Still, the whole friendship and harmony thing was being taken seriously by some quite distinguished ponies, whose opinions Trixie couldn't brush lightly aside. There must be more to it than she knew.

So... what, was the message that Sparkle's power came from having friends? Trixie had friends. Her mobile lifestyle meant she couldn't see most of them very often, but there were ponies she corresponded with, and others she could always look up when she came to certain towns. Of course, it wasn't as though her friends were these marvelous Bearers of Harmony, whatever that meant...

Could that be it? Was Sparkle's success based on having the right friends? Trixie's features clenched into a scowl. Too many things in life were determined not by who one was, but who one knew. It would be a horrible irony of the world if magical power itself worked on the same good-old-bays-network principles.

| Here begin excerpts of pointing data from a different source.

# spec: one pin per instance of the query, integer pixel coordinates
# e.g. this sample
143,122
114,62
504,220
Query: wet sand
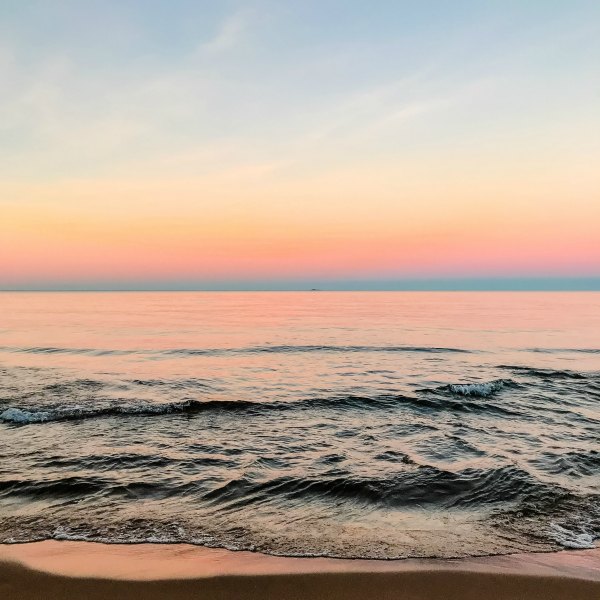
72,570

And then suddenly, it clicked, the proverbial light snapping on in Trixie's head. Her eyes widened and a small, calculating smile broke out on her lips.

"Yes... Trixie can be a good friend..." she muttered to the night. Her smile spread to a bright sharp crescent, widening as a plan took shape all of its own, complete and elegantly simple in its outline, even if it would take considerable work to execute.

"Trixie can be the most magnificent friend in all of Equestria!" she added, beginning to laugh.